Common areas of planned developments, condominiums, … etc.

The AVID form lists several limitations on what the agent is required to do, including the following statement:

” By statute, Agent is not obligated to pull permits or inspect public records. Agent will not guarantee views or zoning, identify proposed construction or development or changes or proximity to transportation, schools, or law enforcement.”

These limitations were enacted in the mid-1980s in response to the Court’s decision in Easton v. Strassburger 152 Cal.App.3d 90 (1984), which held that the agent must disclose any known material facts that affect the value or desirability of the property. Since factors such as “value” or “desirability” were inherently vague, the Legislature responded by creating a disclosure form – the Transfer Disclosure Statement, or “TDS” – pursuant to Civil Code §1102, along with the Agent’s Visual Identification Disclosure, or “AVID.” The intended effect of these forms was to shift responsibility for full  disclosure to the actual Seller or Owner of the property, and limit the liability of the agent to the prospective buyer.

However, agents often fail to understand that the duty owed to their own clients is substantially more extensive – it is a fiduciary duty to disclose all material information that the broker knows or could reasonably obtain regarding the property or relating to the transaction. This fiduciary duty is set forth in Civil Code §2079.16, which is reproduced in full on the first page of the CAR AD Form, “Disclosure Regarding Real Estate Agency Relationship.” It is the duty of “utmost care, integrity, honesty and loyalty in dealings” with their client.

In Field v. Century 21 Klowden-Forness Realty, 63 Cal.App.4th 18 (1998), the Court declared:

“Thus, depending on the circumstances, a broker’s fiduciary duty may be much broader than the duty to visually inspect and may include a duty to inspect public records or permits concerning title or use of the property.”  (Emphasis added).

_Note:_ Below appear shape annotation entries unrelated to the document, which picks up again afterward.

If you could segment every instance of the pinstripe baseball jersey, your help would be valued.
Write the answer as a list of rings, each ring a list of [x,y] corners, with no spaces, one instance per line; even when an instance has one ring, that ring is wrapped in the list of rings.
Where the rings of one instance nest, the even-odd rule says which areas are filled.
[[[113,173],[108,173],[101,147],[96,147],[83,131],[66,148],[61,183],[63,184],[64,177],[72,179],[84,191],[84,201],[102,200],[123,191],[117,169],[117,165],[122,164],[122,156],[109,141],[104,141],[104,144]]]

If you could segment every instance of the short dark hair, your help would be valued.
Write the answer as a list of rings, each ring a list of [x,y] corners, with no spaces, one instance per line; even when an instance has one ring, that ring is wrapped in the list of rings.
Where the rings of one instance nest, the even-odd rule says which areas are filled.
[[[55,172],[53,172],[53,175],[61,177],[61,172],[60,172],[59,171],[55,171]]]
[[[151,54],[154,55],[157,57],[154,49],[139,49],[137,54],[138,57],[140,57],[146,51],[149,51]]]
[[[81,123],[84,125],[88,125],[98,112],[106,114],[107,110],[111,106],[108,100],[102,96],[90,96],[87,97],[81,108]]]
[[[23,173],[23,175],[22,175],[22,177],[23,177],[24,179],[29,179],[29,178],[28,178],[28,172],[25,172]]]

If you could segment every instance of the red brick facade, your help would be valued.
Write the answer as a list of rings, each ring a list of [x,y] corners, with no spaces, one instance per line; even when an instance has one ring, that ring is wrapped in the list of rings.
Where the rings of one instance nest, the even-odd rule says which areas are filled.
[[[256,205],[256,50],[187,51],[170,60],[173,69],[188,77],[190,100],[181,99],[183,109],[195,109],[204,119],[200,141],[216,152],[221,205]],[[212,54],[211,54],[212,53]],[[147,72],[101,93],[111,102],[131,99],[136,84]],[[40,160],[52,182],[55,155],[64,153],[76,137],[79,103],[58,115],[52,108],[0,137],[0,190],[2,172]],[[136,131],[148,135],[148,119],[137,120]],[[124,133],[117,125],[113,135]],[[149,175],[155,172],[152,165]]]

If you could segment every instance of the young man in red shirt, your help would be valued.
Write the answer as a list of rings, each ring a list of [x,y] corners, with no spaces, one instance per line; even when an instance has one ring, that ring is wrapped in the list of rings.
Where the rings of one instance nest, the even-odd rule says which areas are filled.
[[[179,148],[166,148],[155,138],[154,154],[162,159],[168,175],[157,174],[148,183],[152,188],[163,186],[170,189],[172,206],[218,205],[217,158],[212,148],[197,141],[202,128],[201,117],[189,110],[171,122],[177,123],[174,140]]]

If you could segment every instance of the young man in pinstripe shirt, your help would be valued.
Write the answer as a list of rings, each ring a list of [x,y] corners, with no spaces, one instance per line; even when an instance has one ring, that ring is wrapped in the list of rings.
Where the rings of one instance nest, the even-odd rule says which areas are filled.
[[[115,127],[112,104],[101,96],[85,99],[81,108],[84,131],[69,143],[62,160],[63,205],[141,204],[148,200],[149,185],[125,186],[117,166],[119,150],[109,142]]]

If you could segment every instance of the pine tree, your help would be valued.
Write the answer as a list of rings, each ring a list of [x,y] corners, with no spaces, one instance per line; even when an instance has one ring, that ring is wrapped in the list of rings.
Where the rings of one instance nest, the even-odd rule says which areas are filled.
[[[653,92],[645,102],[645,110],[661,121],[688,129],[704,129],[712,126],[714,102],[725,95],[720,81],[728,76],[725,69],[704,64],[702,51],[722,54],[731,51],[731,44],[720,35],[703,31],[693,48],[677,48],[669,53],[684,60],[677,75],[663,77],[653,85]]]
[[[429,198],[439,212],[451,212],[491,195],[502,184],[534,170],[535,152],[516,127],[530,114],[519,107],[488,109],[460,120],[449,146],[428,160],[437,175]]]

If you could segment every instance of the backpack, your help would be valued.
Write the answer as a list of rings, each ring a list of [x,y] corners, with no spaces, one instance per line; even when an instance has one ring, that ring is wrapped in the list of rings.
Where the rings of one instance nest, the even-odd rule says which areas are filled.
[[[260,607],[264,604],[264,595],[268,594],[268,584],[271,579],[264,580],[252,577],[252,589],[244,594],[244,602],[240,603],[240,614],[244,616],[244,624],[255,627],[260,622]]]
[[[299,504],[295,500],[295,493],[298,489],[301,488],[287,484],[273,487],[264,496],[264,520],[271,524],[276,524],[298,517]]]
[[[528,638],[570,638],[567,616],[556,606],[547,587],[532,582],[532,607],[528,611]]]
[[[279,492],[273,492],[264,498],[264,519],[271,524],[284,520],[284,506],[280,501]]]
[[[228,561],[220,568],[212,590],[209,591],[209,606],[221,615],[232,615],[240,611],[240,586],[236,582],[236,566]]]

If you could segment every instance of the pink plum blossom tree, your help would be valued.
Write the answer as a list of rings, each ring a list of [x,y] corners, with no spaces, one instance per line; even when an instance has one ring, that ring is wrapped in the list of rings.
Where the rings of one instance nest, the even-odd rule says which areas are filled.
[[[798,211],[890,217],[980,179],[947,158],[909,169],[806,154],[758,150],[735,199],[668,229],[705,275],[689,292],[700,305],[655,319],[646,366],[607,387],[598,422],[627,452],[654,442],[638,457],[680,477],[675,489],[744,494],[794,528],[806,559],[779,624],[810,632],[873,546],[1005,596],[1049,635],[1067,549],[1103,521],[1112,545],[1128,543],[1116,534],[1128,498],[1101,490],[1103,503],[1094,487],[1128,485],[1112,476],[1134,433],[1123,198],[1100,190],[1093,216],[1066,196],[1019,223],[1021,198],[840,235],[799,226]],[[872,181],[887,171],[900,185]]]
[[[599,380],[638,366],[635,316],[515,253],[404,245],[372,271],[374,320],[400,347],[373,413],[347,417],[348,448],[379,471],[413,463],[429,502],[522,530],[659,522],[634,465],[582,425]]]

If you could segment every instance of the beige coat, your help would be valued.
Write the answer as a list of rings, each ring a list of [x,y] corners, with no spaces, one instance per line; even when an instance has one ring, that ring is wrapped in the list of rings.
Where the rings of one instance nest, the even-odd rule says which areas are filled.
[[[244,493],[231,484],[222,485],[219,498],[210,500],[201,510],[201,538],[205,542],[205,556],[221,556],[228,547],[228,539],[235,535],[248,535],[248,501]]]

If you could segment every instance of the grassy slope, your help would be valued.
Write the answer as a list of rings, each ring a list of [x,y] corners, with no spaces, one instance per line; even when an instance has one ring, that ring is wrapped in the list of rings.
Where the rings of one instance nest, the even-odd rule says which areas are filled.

In other words, the agent’s duty to their own client is substantially greater than the duty owed to a prospective buyer. Further, in a recent decision, the Court ruled that when the prospective buyer and the seller were represented by the same broker in a dual-agency relationship, the dual-agency broker owed a fiduciary duty to both the buyer and the seller.  Horiike v. Coldwell Banker (2014). In that case, the buyer and seller were each represented by a different salesperson who were working for the same broker – Coldwell Banker – and the Court made it clear that as a consequence, the broker’s fiduciary duty extended to each of the agents. Moreover, the Court pointed out that in these circumstances, the salespersons were considered employees of the same broker, even if they were considered to be “independent contractors” of the broker for tax purposes.

Noting that there was a misunderstanding in the real estate industry, the Court went on to declare that the failure of a fiduciary to share material information with the principal – in this case the failure of the seller’s agent to disclose material information to the buyer – amounted to constructive fraud, which means that no intent needed to be established.

Whenever I ask a group of real estate agents whether they are required to check permits, most will respond “No.” After the decision in Horiike v. Coldwell Banker, I anticipate a lot of brokers will be providing some new training!